8.3. Merging and Tidying Data¶

In this section, we will learn how to merge two data frames that contain information that we wish to put together. This will create a new data frame that contains the information of both data frames as long as they have a primary and foreign key, meaning they have to have a unique column in common. Then we will learn the basic principles of tidying up data and the relationships that a data set can have.

Now that we know how the file is encoded, we can read it easily.

c_codes = pd.read_csv('Data/country_codes.csv', encoding='iso-8859-1')
c_codes.head()

	country	code_2	code_3	country_code	iso_3166_2	continent	sub_region	region_code	sub_region_code
0	Afghanistan	AF	AFG	4	ISO 3166-2:AF	Asia	Southern Asia	142.0	34.0
1	Åland Islands	AX	ALA	248	ISO 3166-2:AX	Europe	Northern Europe	150.0	154.0
2	Albania	AL	ALB	8	ISO 3166-2:AL	Europe	Southern Europe	150.0	39.0
3	Algeria	DZ	DZA	12	ISO 3166-2:DZ	Africa	Northern Africa	2.0	15.0
4	American Samoa	AS	ASM	16	ISO 3166-2:AS	Oceania	Polynesia	9.0	61.0

This DataFrame has a lot of information, and we can add all or just a bit of it to our United Nations DataFrame using the merge method of Pandas.

Before we merge, let’s clean up the column names on the undf data frame and rename country to code_3 to be consistent with the above.
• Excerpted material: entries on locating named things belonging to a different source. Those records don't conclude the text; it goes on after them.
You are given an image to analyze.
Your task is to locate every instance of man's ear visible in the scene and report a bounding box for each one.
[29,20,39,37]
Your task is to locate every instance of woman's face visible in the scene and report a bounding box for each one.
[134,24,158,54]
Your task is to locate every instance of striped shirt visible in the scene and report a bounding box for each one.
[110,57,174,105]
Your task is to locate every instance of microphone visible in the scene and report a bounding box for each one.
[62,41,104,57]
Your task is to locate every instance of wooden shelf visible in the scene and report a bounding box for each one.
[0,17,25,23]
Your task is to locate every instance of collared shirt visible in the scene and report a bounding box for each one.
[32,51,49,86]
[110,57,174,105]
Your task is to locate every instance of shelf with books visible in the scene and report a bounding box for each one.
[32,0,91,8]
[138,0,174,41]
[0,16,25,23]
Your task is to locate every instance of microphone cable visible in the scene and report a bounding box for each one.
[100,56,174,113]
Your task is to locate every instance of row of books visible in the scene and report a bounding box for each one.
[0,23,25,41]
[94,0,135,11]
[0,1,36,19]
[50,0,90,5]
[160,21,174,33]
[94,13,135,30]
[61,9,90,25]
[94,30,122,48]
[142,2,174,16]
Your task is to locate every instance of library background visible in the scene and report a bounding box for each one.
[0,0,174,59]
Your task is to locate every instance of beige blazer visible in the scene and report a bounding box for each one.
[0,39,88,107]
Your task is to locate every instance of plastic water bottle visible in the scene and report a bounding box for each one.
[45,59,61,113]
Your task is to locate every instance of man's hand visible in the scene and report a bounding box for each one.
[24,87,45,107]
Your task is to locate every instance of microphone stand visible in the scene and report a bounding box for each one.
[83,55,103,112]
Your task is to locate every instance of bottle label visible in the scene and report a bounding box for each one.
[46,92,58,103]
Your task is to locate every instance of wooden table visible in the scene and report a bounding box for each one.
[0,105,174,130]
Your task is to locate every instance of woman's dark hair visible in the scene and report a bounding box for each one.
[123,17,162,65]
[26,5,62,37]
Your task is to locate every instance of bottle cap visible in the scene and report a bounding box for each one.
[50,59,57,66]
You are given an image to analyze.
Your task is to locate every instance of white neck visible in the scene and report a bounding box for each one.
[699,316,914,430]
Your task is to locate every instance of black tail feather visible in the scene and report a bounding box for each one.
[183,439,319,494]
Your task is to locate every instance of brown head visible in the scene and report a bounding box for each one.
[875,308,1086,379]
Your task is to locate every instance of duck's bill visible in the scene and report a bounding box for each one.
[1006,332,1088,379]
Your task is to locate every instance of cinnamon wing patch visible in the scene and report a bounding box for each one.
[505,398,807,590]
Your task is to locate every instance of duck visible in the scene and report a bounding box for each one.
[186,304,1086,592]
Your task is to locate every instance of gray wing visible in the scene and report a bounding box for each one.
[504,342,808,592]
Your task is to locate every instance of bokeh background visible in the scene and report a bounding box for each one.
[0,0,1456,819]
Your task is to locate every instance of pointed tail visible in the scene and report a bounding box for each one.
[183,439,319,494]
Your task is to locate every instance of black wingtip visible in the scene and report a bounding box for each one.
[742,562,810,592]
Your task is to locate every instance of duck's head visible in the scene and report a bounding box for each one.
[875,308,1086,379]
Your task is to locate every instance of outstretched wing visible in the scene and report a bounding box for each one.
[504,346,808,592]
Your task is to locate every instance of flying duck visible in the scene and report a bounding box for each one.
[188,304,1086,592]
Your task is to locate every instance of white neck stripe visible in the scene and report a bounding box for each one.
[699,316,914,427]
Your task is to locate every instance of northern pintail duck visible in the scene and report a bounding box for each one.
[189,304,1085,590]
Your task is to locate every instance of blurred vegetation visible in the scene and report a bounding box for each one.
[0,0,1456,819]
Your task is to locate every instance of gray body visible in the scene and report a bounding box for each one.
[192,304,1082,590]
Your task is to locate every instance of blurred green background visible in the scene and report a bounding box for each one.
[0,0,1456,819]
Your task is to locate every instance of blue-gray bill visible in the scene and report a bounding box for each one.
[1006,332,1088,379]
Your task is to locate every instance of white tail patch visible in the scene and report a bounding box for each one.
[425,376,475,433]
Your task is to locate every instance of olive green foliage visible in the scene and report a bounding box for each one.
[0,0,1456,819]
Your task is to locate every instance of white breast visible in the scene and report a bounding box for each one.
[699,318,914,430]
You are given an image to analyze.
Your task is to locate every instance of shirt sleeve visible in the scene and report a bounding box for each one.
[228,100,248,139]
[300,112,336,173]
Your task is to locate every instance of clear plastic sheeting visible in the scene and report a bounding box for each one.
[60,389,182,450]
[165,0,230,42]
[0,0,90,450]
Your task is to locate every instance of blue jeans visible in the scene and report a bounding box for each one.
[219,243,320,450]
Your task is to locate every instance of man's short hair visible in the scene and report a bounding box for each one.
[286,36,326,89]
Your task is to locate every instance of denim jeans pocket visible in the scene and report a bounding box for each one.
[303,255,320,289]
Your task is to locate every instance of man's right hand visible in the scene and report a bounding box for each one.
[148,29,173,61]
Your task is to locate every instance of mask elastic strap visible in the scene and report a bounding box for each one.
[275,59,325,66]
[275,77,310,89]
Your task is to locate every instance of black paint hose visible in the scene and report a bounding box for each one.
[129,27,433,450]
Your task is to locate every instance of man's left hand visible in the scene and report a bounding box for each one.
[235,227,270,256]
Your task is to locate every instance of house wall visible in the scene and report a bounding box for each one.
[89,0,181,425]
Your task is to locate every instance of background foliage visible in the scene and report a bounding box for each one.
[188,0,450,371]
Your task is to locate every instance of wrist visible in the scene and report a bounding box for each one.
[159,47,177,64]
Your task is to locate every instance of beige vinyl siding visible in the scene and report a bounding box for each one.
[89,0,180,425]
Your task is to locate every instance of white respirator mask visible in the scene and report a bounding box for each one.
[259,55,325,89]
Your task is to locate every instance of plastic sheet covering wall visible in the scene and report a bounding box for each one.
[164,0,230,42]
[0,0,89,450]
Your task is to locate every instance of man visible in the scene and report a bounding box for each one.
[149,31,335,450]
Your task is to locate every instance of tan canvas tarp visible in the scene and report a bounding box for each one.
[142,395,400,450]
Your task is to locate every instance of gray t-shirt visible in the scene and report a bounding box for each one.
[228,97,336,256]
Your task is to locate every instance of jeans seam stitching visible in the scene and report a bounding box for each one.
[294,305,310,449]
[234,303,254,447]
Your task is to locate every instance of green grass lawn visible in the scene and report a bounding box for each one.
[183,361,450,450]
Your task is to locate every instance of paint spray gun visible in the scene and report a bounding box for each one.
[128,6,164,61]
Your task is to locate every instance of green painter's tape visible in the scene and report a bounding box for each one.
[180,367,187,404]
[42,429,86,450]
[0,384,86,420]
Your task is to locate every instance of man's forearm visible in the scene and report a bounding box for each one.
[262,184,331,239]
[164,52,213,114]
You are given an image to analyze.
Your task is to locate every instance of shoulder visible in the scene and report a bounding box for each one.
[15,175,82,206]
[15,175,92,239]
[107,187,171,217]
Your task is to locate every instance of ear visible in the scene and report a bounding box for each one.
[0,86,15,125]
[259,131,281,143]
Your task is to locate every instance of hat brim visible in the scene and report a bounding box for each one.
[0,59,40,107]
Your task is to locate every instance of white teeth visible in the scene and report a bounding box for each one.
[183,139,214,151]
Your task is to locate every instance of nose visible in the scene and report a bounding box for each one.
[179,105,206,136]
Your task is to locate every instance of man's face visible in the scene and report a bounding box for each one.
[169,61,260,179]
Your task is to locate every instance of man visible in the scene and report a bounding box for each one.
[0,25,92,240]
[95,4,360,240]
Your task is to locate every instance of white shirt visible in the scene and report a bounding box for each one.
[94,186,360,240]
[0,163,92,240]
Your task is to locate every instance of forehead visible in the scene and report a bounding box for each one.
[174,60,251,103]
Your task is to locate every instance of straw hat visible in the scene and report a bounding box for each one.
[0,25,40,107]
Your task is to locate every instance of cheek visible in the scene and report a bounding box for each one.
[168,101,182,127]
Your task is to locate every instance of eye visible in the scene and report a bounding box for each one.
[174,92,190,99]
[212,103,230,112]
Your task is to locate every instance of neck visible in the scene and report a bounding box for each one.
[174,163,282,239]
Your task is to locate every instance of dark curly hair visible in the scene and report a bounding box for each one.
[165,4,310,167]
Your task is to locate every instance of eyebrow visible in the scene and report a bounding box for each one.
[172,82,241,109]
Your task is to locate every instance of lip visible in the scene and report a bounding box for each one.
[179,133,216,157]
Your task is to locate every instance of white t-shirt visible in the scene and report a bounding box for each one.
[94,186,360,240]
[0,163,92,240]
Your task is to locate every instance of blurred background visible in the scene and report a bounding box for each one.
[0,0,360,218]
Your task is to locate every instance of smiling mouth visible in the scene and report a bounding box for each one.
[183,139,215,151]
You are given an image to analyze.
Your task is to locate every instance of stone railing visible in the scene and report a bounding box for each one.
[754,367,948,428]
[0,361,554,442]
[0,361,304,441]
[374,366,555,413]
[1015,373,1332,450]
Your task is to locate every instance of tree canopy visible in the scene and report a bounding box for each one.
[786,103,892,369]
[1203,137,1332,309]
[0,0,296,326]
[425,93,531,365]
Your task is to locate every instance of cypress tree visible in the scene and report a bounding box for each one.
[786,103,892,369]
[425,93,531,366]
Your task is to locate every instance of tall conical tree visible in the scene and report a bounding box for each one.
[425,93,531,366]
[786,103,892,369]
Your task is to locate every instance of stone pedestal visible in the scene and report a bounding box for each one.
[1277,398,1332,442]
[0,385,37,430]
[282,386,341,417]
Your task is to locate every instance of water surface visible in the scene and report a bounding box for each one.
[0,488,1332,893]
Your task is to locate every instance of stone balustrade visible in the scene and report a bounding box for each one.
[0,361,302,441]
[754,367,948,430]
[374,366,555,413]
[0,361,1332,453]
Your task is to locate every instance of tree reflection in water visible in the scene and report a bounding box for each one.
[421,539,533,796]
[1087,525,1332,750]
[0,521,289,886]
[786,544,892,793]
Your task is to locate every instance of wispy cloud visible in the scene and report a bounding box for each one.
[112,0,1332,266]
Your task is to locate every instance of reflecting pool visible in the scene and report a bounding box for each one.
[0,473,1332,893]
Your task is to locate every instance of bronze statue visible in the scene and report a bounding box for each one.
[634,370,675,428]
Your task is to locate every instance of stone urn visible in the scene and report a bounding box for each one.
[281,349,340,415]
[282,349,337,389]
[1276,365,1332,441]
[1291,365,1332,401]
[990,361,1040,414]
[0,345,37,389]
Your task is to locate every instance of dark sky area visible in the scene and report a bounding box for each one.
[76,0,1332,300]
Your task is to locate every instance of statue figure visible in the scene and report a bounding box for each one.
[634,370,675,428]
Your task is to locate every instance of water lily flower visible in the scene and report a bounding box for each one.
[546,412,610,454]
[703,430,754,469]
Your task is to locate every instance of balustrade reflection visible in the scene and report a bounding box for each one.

undf.columns = ['session', 'year', 'code_3', 'text']
undf.head()

	session	year	code_3	text
0	44	1989	MDV	It is indeed a pleasure for me and the member...
1	44	1989	FIN	\nMay I begin by congratulating you. Sir, on ...
2	44	1989	NER	\nMr. President, it is a particular pleasure ...
3	44	1989	URY	\nDuring the debate at the fortieth session o...
4	44	1989	ZWE	I should like at the outset to express my del...

Now, we can merge our two data frames. We will keep all the columns from the original undf DataFrame and add country, continent, and subregion from the c_codes DataFrame. We will merge the two data frames on the code_3 column. That is, for every row in undf, we will look for a row in the c_codes DataFrame where the values for code_3 match. Pandas will then add the rest of the columns from the matching row in c_codes to the current row in undf.

In the c_codes data frame, code_3 is the “primary key”, as no two rows have the same value for code_3. In the undf data frame, code_3 is a “foreign key”, as we use it to look up additional information in a table where code_3 is a primary key. More on this when we study SQL queries.

undfe = undf.merge(c_codes[['code_3', 'country', 'continent', 'sub_region']])
undfe.head()

	session	year	code_3	text	country	continent	sub_region
0	44	1989	MDV	It is indeed a pleasure for me and the member...	Maldives	Asia	Southern Asia
1	68	2013	MDV	I wish to begin by \nextending my heartfelt co...	Maldives	Asia	Southern Asia
2	63	2008	MDV	I am delivering this \nstatement on behalf of ...	Maldives	Asia	Southern Asia
3	46	1991	MDV	Allow me at the outset on behalf of the deleg...	Maldives	Asia	Southern Asia
4	41	1986	MDV	It is indeed a pleasure for me and all the mem...	Maldives	Asia	Southern Asia

undfe[undf.code_3 == 'EU ']

/Users/bradleymiller/.local/share/virtualenvs/httlads--V2x4wK-/lib/python3.6/site-packages/ipykernel_launcher.py:1: UserWarning: Boolean Series key will be reindexed to match DataFrame index.
  """Entry point for launching an IPython kernel.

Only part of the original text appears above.